5 mL of Trypan Blue (0.4%, 15250061, Thermo Fisher) was placed in a nebulizer attached to the patient inflow/outflow segment of one of two circuits containing a test lung. Air from a separate line was used to nebulize droplet particles into the main tubing. We then performed tests ranging the following parameters, including the maximal combination designed to create the most turbulent flow conditions: valves: fully open to fully closed: airflow pressure used to nebulize: 1-2800 cmH2O, duration of nebulization: 1 – 10 min, VT setting: 100-900 mL per lung, PEEP: 2 – 10 cmH2O, and RR: 2 – 30 bpm. After each test, filters were manually inspected for contamination and a wipe test was performed in each of the segments of tubing. Each wipe was then incubated in diH2O for 5 min. 1 mL from each sample was used to perform UV-vis absorption spectroscopy at a wavelength of 580 nm. Each sample was measured in triplicate.

The first experiment was performed as part of a terminal procedure on a 70 kg female swine (n = 1). The iSAVE was connected to a veterinary anesthesia ventilator (Model 200IE, Hallowell EMC) delivering 2% isoflurane in oxygen. One inspiratory circuit was connected to the anesthesia machine delivering gas to the animal while the other inspiratory circuit was connected to an artificial linear test lung (IngMar Medical). Pressure and flow measurements were recorded on the inspiratory limb of the animal. A VetTrends Vital Signs Monitor was utilized to measure SpO2, EtCO2, RR, and other physiological parameters. 600 mL of VT were equally distributed between the animal and test lung. A respiratory rate between 18-20/min was set on the ventilator. We carried out the same tests outlined in the benchtop testing protocol, modulating the parameters of the test lung to validate the capabilities of the iSAVE to restore the system to baseline. After the animal was euthanized, to acutely change the compliance of the pig’s lung we used an endoscope (Pentax) to deliver 750 mL of phosphate buffered saline (PBS, Sigma Aldrich) into the left and right bronchi. Ventilation was performed and the valves were titrated to achieve desired flow parameters.

In the second experiment, one 74 kg and one 88 kg female swine were used in a survival approach. These pigs were sedated with 0.25 mg/kg (5 mg/mL) midazolam and 0.03 mg/kg (0.5 mg/mL) dexmedetomidine. The experiment was divided into three stages: Individual ventilation of each animal, PEEP = 0 (stage 1); iSAVE ventilation (differential VT, PEEP = 0) (stage 2); and iSAVE ventilation (differential VT, differential PEEP) (stage 3). Ventilation was performed with the Philips Respironics Esprit ventilator in series with the anesthesia machine. The target tidal volume for each animal was calculated at 10 mL/kg, although ventilation was optimized to maintain SpO2 > 94% and EtCO2 ~ 30-35 mmHg in all stages. The PEEP setting on the main ventilator was set to 0 cmH2O. After 30 min of stable ventilation, arterial blood gases were measured using an i-STAT handheld blood analyzer (Abbott). Respiratory flow, pressure and volume were continuously logged using the Philips NM3 monitors as well as Biopac systems described above. Reported values represent the mean and standard deviations of 300 breathing cycles. In stage 3, the PEEP settings were changed by adjusting the PEEP valve to enable the animals to be ventilated with differential PEEP values (Pig A: PEEP = 5 cmH2O, Pig B: PEEP = 10 cmH2O). Compliance and resistance were measured for each animal by performing an end-inspiratory pause of 1 s to ensure that the iSAVE enabled these measurements. The computed compliance and resistance values matched those which were measured on the monitor. The duration of each stage lasted about 45 min.

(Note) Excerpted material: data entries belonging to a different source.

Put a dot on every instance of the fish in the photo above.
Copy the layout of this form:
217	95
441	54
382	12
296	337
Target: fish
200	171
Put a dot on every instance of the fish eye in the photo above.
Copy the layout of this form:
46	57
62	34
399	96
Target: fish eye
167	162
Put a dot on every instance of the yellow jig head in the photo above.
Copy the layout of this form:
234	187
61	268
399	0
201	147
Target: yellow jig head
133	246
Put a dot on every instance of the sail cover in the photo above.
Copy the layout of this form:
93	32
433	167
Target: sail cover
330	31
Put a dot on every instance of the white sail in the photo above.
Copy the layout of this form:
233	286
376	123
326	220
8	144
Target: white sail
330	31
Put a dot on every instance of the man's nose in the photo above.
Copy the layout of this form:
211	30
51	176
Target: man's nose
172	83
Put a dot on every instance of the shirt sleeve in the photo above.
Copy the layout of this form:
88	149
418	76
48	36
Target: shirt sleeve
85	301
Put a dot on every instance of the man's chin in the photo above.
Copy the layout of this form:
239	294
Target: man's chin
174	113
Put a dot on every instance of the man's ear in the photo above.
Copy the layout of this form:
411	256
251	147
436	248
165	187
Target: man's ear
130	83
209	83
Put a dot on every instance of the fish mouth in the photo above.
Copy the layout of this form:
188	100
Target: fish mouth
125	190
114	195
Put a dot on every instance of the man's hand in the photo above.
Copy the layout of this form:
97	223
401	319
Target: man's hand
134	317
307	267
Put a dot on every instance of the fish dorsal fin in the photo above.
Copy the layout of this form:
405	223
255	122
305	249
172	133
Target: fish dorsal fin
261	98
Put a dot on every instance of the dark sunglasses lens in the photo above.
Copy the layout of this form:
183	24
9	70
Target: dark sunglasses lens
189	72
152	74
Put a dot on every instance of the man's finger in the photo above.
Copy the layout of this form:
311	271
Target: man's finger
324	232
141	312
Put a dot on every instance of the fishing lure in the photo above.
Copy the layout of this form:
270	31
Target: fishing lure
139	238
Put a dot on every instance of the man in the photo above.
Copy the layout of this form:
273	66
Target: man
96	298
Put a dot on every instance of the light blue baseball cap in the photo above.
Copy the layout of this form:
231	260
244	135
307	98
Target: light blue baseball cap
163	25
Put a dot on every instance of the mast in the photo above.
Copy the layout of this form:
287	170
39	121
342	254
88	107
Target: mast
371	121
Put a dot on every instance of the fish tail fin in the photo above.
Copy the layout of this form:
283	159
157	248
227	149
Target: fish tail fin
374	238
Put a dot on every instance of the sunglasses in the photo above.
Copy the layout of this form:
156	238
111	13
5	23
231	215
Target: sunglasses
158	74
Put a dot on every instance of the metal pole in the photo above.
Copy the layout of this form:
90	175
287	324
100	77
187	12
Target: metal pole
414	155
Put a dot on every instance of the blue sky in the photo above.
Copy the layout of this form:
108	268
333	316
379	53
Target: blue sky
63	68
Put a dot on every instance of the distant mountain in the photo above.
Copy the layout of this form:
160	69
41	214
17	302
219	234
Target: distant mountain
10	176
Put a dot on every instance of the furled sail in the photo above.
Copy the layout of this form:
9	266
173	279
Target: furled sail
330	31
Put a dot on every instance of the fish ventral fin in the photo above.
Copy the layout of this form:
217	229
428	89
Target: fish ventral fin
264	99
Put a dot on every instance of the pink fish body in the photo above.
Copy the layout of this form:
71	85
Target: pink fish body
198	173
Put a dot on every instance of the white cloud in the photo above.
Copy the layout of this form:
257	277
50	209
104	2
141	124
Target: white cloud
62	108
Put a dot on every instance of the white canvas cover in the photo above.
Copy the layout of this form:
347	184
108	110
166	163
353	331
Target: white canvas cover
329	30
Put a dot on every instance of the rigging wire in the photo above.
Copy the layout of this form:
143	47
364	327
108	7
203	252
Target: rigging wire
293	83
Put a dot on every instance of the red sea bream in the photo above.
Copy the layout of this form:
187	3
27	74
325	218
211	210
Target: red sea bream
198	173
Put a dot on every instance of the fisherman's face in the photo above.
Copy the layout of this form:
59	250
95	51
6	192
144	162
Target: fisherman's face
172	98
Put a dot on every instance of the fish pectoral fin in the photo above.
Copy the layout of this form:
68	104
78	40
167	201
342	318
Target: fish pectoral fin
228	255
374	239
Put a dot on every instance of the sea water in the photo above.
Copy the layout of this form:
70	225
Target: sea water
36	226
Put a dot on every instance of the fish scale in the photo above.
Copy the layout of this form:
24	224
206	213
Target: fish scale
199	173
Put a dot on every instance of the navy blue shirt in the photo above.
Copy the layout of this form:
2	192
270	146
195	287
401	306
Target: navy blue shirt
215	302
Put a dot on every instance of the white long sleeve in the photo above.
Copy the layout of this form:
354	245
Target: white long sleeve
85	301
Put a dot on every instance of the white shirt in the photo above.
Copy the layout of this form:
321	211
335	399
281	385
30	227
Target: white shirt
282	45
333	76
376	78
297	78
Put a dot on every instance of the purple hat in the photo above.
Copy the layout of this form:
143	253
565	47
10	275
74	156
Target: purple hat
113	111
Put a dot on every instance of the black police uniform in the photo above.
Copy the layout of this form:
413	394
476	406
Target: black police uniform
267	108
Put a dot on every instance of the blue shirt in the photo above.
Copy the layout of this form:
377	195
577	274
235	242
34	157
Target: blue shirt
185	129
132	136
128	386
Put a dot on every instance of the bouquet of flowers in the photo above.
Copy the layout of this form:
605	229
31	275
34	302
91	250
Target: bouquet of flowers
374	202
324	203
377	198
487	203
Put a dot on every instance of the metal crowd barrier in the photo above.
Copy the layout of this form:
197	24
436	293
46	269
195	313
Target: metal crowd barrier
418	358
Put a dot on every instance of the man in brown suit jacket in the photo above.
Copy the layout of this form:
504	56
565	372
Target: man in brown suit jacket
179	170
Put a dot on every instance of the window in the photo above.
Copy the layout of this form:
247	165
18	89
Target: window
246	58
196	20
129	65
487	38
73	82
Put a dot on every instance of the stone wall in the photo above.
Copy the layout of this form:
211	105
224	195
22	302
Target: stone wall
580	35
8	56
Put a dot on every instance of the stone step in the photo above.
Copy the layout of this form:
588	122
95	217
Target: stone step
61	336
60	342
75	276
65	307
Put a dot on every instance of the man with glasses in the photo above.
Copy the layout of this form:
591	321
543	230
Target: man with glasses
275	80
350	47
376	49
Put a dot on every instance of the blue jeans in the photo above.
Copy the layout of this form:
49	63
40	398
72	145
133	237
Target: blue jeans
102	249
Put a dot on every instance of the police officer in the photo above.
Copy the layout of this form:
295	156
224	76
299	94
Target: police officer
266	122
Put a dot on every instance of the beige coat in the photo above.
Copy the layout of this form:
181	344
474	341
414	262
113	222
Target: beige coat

Data and statistical analysis

Pressure and flow data from the Biopac system was analyzed using MATLAB (2018a). Flow data was integrated every respiratory cycle to derive the flow. In cases where pressure and flow data were not simultaneously obtained from both limbs of the circuit, data were derived based on the settings on the main ventilator and the measurements on one limb. Homoscedastic, two-tailed t tests were performed to assess significance on the data from the contamination testing with a threshold of P < 0.05. A homoscedastic, two-tailed, t test was used to compare the values from 300 breathing cycles between the two conditions for the in vivo study with a threshold of P < 0.05.